Studio Visit: Ditto Press

Southgate Road bridges Hoxton with the scruffier side of Stoke Newington. The roads in between make up De Beauvoir, the pristine home of designers and gentry in disguise. Somewhere between the road’s heartland – the De Beauvoir Deli Co – and Tesco Express is Ditto Press, just clocked thanks to the neon Ditto hanging inside. Without it, the gallery space and new home of the publishing company would easily go unnoticed.
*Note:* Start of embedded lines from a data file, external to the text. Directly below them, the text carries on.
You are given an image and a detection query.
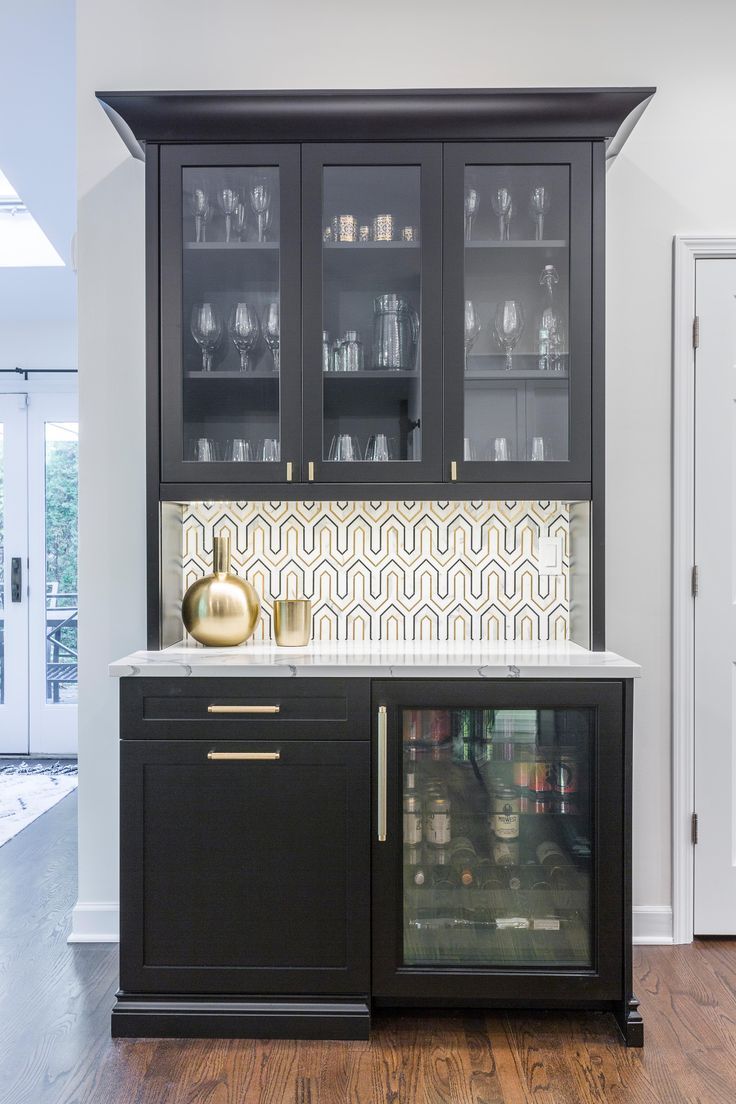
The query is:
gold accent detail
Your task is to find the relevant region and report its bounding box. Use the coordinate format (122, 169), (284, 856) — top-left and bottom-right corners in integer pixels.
(207, 705), (281, 713)
(181, 531), (260, 648)
(207, 752), (281, 760)
(274, 598), (312, 648)
(377, 705), (388, 843)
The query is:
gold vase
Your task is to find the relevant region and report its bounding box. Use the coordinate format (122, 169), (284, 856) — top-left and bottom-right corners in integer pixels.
(181, 533), (260, 648)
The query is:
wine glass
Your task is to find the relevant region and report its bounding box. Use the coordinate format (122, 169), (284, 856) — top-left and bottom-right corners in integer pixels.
(248, 177), (270, 242)
(491, 184), (513, 242)
(465, 185), (480, 242)
(217, 188), (239, 242)
(529, 184), (551, 242)
(191, 188), (212, 242)
(227, 302), (260, 372)
(465, 299), (481, 372)
(493, 299), (524, 372)
(263, 302), (280, 372)
(190, 302), (222, 372)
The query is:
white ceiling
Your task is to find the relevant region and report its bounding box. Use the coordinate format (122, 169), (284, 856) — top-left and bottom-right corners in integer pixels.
(0, 0), (76, 322)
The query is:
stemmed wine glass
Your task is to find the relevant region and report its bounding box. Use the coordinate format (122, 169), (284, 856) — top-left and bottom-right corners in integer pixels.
(190, 302), (222, 372)
(263, 302), (280, 372)
(465, 185), (480, 242)
(227, 302), (260, 372)
(493, 299), (524, 372)
(465, 299), (481, 372)
(191, 188), (212, 242)
(248, 177), (270, 242)
(491, 185), (513, 242)
(217, 188), (239, 242)
(529, 184), (551, 242)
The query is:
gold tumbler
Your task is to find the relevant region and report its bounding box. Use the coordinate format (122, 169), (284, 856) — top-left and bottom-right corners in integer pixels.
(274, 598), (312, 648)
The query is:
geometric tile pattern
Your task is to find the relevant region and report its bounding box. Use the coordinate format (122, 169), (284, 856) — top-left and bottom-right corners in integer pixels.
(182, 501), (569, 640)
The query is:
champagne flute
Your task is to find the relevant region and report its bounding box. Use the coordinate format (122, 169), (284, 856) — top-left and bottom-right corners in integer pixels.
(227, 302), (260, 372)
(493, 299), (524, 372)
(529, 184), (551, 242)
(465, 299), (481, 372)
(217, 188), (239, 242)
(263, 301), (281, 372)
(190, 302), (222, 372)
(248, 177), (270, 242)
(491, 184), (513, 242)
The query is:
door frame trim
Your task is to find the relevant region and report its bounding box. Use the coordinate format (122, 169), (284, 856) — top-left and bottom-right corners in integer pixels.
(672, 235), (736, 943)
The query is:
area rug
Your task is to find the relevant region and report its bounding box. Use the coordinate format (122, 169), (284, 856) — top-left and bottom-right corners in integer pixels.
(0, 760), (77, 847)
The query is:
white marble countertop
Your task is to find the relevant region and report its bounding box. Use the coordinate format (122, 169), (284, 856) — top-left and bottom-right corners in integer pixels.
(109, 640), (641, 679)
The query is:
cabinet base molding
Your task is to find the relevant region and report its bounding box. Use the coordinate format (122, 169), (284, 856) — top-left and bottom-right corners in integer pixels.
(111, 992), (371, 1040)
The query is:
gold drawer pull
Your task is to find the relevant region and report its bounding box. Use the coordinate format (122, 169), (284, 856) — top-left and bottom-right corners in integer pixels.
(207, 705), (281, 713)
(207, 752), (281, 760)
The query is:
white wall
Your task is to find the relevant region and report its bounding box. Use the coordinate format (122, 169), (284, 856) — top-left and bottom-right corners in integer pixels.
(77, 0), (736, 934)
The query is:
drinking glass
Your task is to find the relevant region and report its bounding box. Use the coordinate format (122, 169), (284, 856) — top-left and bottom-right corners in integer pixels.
(532, 437), (546, 460)
(365, 433), (391, 460)
(491, 185), (513, 242)
(192, 188), (212, 242)
(493, 299), (524, 372)
(465, 187), (480, 242)
(248, 177), (270, 242)
(493, 437), (509, 463)
(465, 299), (480, 372)
(529, 184), (551, 242)
(190, 302), (222, 372)
(263, 301), (280, 372)
(225, 437), (253, 464)
(227, 302), (260, 372)
(217, 188), (239, 242)
(190, 437), (217, 464)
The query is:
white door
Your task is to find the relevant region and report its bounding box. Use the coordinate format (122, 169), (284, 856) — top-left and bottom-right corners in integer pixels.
(0, 395), (29, 755)
(0, 393), (78, 755)
(693, 258), (736, 935)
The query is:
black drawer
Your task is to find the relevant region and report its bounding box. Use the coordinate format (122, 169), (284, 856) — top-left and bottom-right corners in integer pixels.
(120, 677), (371, 740)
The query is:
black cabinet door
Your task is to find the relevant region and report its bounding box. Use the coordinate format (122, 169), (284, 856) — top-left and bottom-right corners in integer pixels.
(120, 740), (370, 995)
(373, 680), (629, 1004)
(444, 142), (591, 485)
(160, 145), (301, 484)
(302, 142), (442, 485)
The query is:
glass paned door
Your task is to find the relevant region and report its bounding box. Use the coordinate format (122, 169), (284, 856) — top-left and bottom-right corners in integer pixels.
(303, 146), (440, 482)
(446, 144), (590, 480)
(161, 147), (299, 482)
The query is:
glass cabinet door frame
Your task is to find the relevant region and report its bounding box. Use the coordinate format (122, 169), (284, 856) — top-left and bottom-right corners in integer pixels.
(301, 142), (442, 485)
(444, 141), (594, 484)
(159, 144), (301, 484)
(372, 679), (629, 1007)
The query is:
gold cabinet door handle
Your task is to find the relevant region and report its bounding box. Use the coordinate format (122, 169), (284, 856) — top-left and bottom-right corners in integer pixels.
(207, 705), (281, 713)
(207, 752), (281, 761)
(377, 705), (388, 843)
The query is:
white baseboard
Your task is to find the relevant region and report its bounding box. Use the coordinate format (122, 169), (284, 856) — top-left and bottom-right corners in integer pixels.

Ditto Press doesn’t do much publicity and it doesn’t really need to. While the company and its headquarters are relatively unassuming, the work they put out speaks for itself. Take Ninja Turtle Sex Museum by James Unsworth, a book published just a year into business. Leonardo’s shitting with a big deranged grin as Raphael force-feeds his cock into a severed head, and all the turtles have big veiny erections. It’s like Story of the Eye for the Nickelodeon generation. The less salacious Printing at Home by Xavier Antin indicates the breadth of Ditto’s taste. The instruction manual shows you how to dismantle and corrupt your inkjet printer through use of acid and potatoes. Both had positive write-ups and they’re not exceptions. “I’ve just bought this new book, it’s incredible,” said my friend not long ago. “It’s called Pigs Disco. Have you heard of it?” “I think I’m interviewing the man who put that out next week,” I said. “Is it good?” “Just read it,” he said. There’s no better a review than that.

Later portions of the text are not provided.